Abbreviated third round layoffs took place at Cellulant, one of Africa’s most established fintech startups, in December 2023, culminating in the abrupt resignation of CEO Akshay Grover in January. The exact number of affected employees is uncertain. During the same period, at least four other high-ranking executives parted ways with the company.
The dismissals and departures were confirmed by Cellulant, which referred to the “implementation of strategic initiatives” as the cause. They also mentioned the upcoming appointment of new leadership in a separate statement. Grover, who ascended to the CEO role in 2021 after joining as CFO, was particularly selected to steer Cellulant through its fourth financing round.
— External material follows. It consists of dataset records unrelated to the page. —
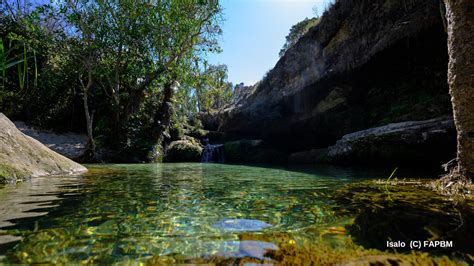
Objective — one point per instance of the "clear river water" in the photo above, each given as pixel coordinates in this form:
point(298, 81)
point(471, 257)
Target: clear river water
point(227, 214)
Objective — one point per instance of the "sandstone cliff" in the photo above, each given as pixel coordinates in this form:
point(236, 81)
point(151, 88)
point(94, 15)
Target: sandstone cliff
point(368, 63)
point(22, 157)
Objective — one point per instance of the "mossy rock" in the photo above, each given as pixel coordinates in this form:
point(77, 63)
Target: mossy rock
point(184, 150)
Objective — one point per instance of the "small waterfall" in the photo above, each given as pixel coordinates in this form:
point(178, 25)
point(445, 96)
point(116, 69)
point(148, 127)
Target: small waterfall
point(213, 153)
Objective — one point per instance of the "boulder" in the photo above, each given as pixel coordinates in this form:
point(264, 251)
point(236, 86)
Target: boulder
point(308, 157)
point(23, 157)
point(184, 150)
point(429, 141)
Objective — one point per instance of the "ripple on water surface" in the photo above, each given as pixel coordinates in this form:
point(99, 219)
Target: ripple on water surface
point(118, 213)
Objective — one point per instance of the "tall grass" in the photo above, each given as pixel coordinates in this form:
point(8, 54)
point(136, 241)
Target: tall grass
point(21, 61)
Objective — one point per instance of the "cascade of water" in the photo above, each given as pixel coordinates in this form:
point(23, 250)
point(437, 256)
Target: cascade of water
point(213, 153)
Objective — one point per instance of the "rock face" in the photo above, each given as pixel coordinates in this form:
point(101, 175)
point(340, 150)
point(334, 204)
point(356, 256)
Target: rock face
point(430, 141)
point(349, 73)
point(252, 151)
point(71, 145)
point(22, 157)
point(185, 150)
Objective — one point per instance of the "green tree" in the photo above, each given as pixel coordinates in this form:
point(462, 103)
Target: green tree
point(296, 31)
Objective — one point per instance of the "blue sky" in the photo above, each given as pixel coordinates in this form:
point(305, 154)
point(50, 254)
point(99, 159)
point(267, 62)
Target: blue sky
point(254, 32)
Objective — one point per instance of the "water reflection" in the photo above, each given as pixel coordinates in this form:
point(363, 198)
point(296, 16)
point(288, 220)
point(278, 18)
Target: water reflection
point(120, 213)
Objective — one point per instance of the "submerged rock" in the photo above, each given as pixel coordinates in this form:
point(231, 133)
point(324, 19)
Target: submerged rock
point(22, 157)
point(185, 150)
point(241, 225)
point(252, 151)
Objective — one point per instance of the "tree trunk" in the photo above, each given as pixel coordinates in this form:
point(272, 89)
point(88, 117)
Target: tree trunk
point(460, 18)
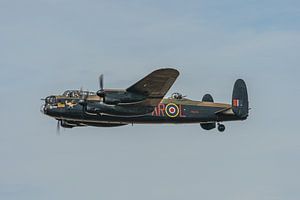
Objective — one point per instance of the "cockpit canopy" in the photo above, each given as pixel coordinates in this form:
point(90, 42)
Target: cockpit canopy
point(77, 93)
point(177, 96)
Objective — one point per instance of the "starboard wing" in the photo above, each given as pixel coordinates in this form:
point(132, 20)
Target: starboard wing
point(155, 85)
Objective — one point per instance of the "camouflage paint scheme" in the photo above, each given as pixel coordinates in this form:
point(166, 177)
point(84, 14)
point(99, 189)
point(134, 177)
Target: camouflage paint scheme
point(72, 112)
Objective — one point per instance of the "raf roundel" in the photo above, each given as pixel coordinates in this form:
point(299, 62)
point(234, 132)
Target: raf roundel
point(172, 110)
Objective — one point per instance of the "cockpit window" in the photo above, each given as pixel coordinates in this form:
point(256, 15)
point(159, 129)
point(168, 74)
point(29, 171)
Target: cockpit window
point(77, 93)
point(177, 95)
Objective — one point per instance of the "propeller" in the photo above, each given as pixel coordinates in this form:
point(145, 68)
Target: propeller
point(101, 92)
point(58, 127)
point(83, 100)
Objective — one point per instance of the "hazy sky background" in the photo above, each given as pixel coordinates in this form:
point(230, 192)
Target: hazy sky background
point(49, 46)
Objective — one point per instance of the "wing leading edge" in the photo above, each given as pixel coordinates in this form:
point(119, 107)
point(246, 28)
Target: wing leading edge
point(155, 85)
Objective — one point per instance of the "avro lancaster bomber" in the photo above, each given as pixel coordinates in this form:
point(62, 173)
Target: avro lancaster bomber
point(144, 103)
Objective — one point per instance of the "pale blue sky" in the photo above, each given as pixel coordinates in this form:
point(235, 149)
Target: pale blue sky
point(49, 46)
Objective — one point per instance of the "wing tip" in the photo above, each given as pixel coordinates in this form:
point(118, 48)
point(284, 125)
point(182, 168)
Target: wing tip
point(168, 70)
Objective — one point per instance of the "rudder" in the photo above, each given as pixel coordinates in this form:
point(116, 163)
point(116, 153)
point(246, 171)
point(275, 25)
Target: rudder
point(240, 103)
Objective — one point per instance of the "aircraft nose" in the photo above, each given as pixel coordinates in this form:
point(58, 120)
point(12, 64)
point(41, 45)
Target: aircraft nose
point(43, 109)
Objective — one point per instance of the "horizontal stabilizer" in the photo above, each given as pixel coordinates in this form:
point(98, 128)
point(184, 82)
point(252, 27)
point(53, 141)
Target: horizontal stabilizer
point(207, 98)
point(208, 126)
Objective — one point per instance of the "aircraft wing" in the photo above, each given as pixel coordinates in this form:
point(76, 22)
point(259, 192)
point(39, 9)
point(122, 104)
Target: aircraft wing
point(155, 85)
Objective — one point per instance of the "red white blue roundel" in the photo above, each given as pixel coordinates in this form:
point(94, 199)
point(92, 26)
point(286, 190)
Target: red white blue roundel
point(172, 110)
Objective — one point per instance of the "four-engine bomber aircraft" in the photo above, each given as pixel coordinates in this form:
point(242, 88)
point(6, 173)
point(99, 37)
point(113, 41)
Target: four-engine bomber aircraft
point(144, 102)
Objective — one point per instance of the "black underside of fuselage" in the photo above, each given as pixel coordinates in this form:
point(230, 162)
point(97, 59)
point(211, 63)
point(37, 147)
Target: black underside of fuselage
point(185, 114)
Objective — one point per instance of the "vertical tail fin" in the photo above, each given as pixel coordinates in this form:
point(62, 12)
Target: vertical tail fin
point(240, 103)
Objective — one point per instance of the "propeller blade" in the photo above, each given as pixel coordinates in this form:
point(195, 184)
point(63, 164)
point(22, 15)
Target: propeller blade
point(101, 82)
point(58, 127)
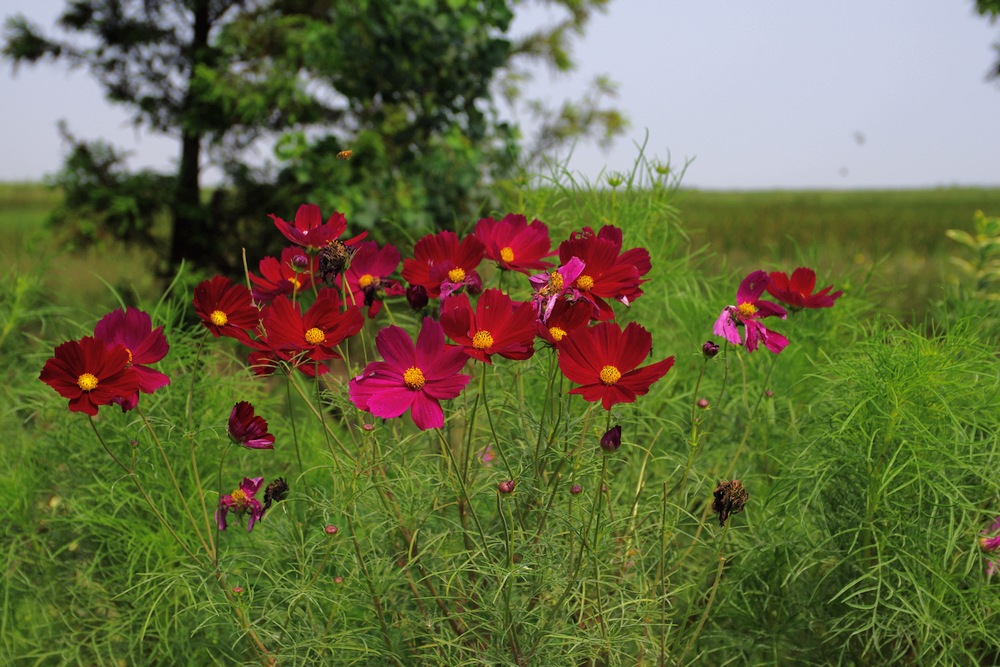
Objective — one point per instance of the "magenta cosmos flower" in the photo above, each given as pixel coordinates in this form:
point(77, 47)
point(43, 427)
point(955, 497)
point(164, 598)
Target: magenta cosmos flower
point(604, 360)
point(90, 373)
point(443, 265)
point(411, 378)
point(797, 292)
point(248, 429)
point(514, 244)
point(226, 309)
point(368, 275)
point(133, 328)
point(240, 502)
point(309, 230)
point(748, 312)
point(496, 326)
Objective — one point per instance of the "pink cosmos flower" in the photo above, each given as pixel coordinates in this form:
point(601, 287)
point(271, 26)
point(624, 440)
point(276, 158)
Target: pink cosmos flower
point(748, 312)
point(248, 429)
point(514, 244)
point(411, 378)
point(604, 360)
point(797, 293)
point(133, 328)
point(309, 230)
point(497, 326)
point(240, 502)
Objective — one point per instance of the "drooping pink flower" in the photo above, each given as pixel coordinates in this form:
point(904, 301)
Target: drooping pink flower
point(415, 378)
point(248, 429)
point(496, 326)
point(443, 265)
point(240, 502)
point(604, 361)
point(514, 244)
point(797, 292)
point(748, 312)
point(133, 328)
point(90, 373)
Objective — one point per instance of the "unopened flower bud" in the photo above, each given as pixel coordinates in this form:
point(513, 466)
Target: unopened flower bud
point(612, 440)
point(416, 296)
point(730, 498)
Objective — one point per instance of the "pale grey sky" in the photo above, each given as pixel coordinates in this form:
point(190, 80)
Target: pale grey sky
point(764, 94)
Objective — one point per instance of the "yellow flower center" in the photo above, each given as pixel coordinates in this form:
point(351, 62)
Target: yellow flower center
point(414, 378)
point(87, 382)
point(482, 340)
point(610, 375)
However, the company’s attempts to secure $100 million in Series D funding for merchant acquisition, customer expansion, and streamlined payment services proved unsuccessful. Cellulant announced in an email, indicating that it is engaged in discussions with potential investors but has no plans to raise funds in 2024.
Between 2014 and 2018, fintech firm Cellulant raised $54.5 million through three funding rounds, with notable investors including The Rise Fund and Velocity Capital. However, when unable to procure further financing, the company began a restructuring process in 2023.
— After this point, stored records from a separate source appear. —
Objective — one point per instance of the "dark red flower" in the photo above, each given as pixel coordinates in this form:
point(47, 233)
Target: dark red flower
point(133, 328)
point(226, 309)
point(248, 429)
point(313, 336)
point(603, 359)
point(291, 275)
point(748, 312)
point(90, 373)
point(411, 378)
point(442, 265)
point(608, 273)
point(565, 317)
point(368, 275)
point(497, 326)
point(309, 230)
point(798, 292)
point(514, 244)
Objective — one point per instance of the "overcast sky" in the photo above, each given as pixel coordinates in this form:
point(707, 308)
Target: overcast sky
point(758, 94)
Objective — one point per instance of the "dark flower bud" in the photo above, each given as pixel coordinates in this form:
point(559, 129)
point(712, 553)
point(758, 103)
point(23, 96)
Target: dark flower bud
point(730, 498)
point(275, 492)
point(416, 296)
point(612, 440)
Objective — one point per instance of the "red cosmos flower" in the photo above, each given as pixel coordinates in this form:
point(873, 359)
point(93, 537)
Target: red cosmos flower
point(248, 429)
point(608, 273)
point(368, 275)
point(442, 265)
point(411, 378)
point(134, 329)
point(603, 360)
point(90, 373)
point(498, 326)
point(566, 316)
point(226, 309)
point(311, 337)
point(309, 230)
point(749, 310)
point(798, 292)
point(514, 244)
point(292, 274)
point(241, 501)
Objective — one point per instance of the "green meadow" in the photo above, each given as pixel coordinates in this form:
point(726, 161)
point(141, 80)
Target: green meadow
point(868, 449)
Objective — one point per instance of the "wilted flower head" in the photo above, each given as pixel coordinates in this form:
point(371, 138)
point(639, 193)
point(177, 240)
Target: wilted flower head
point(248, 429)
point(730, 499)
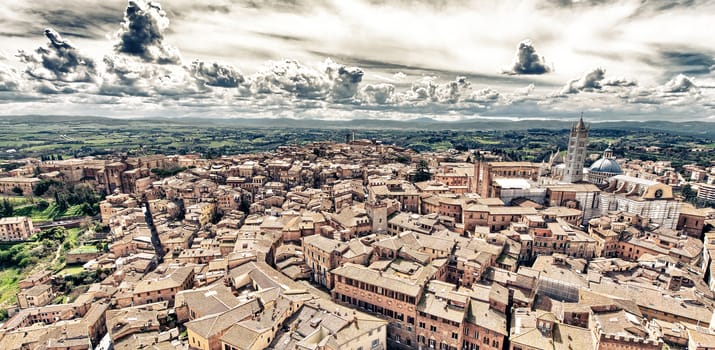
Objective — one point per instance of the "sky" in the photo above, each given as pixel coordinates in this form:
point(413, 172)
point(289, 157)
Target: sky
point(360, 59)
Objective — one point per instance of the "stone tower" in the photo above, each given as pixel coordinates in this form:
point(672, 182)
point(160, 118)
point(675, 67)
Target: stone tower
point(578, 139)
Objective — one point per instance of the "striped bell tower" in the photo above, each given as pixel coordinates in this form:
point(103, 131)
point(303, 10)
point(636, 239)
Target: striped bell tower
point(578, 140)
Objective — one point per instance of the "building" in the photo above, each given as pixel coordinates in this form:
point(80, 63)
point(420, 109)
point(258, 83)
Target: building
point(486, 172)
point(706, 192)
point(649, 199)
point(152, 290)
point(392, 295)
point(10, 185)
point(37, 296)
point(576, 154)
point(15, 228)
point(603, 169)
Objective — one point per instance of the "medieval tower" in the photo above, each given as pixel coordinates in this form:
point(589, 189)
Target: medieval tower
point(578, 139)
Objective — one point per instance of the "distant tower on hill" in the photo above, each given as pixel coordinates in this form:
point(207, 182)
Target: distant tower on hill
point(578, 139)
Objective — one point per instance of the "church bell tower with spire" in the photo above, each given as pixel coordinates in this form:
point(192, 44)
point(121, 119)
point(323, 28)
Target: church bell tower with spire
point(578, 139)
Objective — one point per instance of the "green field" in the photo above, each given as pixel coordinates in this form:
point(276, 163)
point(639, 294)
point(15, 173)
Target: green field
point(84, 249)
point(52, 212)
point(9, 279)
point(16, 201)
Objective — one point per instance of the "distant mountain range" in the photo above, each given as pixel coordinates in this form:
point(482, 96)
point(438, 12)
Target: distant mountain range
point(704, 129)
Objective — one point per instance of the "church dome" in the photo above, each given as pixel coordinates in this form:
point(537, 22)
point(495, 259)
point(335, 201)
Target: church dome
point(605, 165)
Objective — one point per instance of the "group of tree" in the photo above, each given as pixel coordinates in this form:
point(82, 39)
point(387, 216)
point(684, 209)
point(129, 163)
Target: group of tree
point(69, 195)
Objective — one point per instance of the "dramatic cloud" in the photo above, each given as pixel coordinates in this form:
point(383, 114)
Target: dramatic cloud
point(588, 82)
point(215, 74)
point(9, 79)
point(527, 61)
point(142, 33)
point(125, 76)
point(59, 61)
point(622, 82)
point(334, 81)
point(345, 80)
point(141, 74)
point(486, 95)
point(426, 89)
point(680, 83)
point(378, 93)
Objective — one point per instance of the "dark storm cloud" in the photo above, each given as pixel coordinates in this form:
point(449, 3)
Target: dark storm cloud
point(215, 74)
point(9, 78)
point(85, 22)
point(142, 33)
point(59, 61)
point(527, 61)
point(687, 61)
point(680, 83)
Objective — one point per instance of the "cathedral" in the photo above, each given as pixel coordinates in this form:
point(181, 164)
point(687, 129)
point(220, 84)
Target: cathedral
point(571, 171)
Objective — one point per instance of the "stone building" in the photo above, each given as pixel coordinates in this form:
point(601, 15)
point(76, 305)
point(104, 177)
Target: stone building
point(578, 139)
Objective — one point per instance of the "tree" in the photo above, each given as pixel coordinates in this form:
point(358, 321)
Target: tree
point(6, 208)
point(688, 193)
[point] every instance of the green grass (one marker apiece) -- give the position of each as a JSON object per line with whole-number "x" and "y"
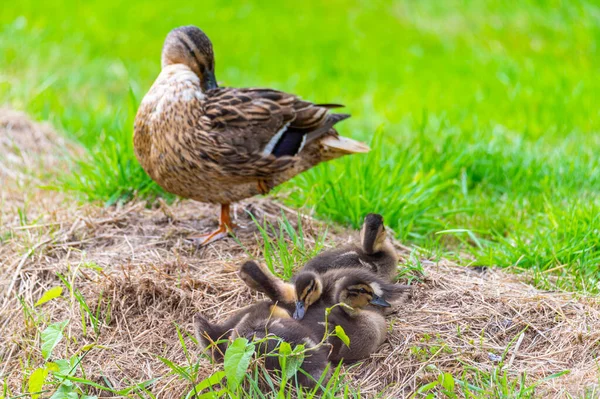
{"x": 487, "y": 111}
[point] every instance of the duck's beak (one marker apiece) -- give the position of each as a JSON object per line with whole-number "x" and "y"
{"x": 300, "y": 310}
{"x": 379, "y": 301}
{"x": 209, "y": 81}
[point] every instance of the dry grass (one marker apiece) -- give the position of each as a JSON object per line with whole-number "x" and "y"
{"x": 133, "y": 263}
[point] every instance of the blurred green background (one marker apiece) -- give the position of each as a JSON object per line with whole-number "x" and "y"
{"x": 483, "y": 116}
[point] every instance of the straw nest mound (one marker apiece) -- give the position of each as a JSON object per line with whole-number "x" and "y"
{"x": 133, "y": 263}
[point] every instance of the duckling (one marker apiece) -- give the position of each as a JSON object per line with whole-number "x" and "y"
{"x": 375, "y": 252}
{"x": 262, "y": 320}
{"x": 316, "y": 289}
{"x": 362, "y": 322}
{"x": 362, "y": 319}
{"x": 221, "y": 145}
{"x": 309, "y": 287}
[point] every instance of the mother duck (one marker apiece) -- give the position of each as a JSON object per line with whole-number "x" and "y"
{"x": 220, "y": 144}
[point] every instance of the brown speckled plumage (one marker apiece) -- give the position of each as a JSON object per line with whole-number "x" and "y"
{"x": 222, "y": 145}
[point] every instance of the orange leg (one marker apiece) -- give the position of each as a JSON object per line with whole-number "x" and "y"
{"x": 225, "y": 225}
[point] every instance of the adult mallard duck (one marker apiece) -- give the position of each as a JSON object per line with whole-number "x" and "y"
{"x": 219, "y": 144}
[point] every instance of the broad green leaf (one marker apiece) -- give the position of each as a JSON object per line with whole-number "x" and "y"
{"x": 428, "y": 387}
{"x": 447, "y": 382}
{"x": 36, "y": 382}
{"x": 294, "y": 361}
{"x": 341, "y": 334}
{"x": 49, "y": 295}
{"x": 65, "y": 392}
{"x": 52, "y": 366}
{"x": 285, "y": 349}
{"x": 51, "y": 336}
{"x": 237, "y": 360}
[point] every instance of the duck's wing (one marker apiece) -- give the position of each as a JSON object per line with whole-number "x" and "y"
{"x": 265, "y": 123}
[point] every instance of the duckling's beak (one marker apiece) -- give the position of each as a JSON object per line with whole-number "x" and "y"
{"x": 209, "y": 81}
{"x": 300, "y": 310}
{"x": 379, "y": 301}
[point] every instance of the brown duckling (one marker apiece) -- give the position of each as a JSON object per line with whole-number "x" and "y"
{"x": 222, "y": 145}
{"x": 375, "y": 252}
{"x": 259, "y": 321}
{"x": 365, "y": 295}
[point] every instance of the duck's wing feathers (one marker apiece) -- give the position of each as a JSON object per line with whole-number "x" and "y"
{"x": 265, "y": 123}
At the beginning of that year, Cellulant laid off 27 employees. By August, it had cut its workforce by a further 20% in a second wave of layoffs, intending to progress towards a “leaner product-focused strategy.”
The operational adjustments appeared primarily focused on cost reduction throughout 2023, and one former worker cited a lack of explicit growth objectives despite substantial spending.
Nevertheless, Cellulant explained the alterations as part of efforts to boost operational efficiency and achieve ambitious growth goals. Furthermore, in August, it adopted a product-led structure and reorganized its operations into three main business units—banking, collections, and payouts—by December.